Monday, 16 February 2015

'The Snake and File'

'The Snake and File', an illustration by John Vernon Lord in Aesop's Fables; 1989, page 46.


The Text: 


The Viper and the File
A VIPER chanced his head to pop
Into a fam’d watchmaker’s shop;
Long near the place had he been lurking,
And staid till past the hours of working.
As with keen eyes he glanced  around
In search of food, a file he found:
Of meats he saw no single item,
Which tempted hungry jaws to bite ’em;
So with his fangs the eager fool
Attacked the rough impassive tool;
And whilst his wounded palate bled,
Fancied on foreign gore he fed.
When thus the file retorted coolly : -
“Viper! this work’s ingenious, truly!
No more those idle efforts try;
Proof ’gainst assaults like yours am I.
On me you’d fracture ev’ry bone,
I feel the teeth of Time alone,”

Moral: We ultimately upset ourselves if we persist in arguing with those who have no feelings

Text: Mr Matthews (La Fontaine 5/16, 1820).

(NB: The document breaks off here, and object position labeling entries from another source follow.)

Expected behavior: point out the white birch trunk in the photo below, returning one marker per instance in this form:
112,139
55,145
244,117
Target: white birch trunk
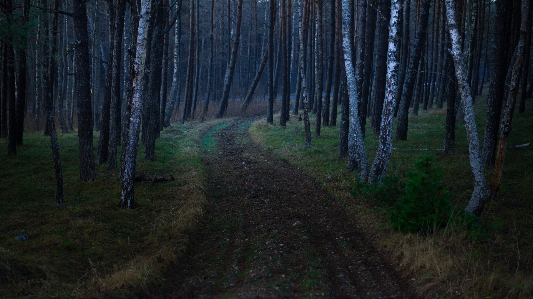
130,151
356,147
382,159
479,194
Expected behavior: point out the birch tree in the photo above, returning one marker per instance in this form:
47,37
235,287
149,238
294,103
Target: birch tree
129,152
477,200
230,70
505,127
385,133
83,92
356,147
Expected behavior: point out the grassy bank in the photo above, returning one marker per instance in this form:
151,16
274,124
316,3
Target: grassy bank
493,262
90,247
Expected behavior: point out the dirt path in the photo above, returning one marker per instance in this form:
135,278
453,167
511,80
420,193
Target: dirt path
270,232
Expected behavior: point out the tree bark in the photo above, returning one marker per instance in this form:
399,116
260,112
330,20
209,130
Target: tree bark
499,68
477,201
50,58
129,151
302,69
356,147
505,127
230,70
115,105
271,96
176,86
382,159
251,90
410,76
380,69
319,58
83,92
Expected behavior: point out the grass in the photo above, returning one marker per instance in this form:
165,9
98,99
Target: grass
89,247
495,262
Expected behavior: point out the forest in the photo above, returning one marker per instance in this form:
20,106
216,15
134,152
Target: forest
123,121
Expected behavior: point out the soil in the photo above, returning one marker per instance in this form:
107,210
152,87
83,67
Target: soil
271,232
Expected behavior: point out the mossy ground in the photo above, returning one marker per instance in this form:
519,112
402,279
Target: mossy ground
90,247
496,262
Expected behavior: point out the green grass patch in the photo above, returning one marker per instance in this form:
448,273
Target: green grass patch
89,247
491,257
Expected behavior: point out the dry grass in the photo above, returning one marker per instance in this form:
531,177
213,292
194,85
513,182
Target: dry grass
495,261
90,247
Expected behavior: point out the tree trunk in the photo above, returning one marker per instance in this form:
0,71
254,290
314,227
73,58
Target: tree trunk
345,119
251,90
83,92
211,58
50,58
410,77
356,147
271,96
505,127
360,60
380,69
302,69
22,84
230,70
156,65
382,159
329,68
479,194
499,68
129,151
10,86
319,58
338,69
103,139
175,88
190,66
285,65
451,95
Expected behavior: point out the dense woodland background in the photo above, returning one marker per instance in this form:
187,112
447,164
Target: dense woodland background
332,81
119,67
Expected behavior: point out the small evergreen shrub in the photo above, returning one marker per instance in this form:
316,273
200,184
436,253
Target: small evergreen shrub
425,205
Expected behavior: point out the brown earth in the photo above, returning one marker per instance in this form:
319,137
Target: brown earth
271,232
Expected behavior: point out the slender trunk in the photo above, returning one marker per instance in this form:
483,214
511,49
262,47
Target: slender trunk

Selected Parallels: Phaedrus 4/8. Caxton, Romulus 3/12. L’Estrange 44. Chambry 116. Perry 93 (cf 59). TMI J552.3.
  
Title of book for text: Fables, Original and Selected, G. Moir Bussey, London, Charles Tilt, 1839. (page 65).
Bussey writes in his introduction (pxxvii) that ‘The excellent versions of La Fontaine’s Fables, are chiefly derived from a volume published anonymously by Mr Murray, in 1820, and are believed to be the production of Mr. Matthews’.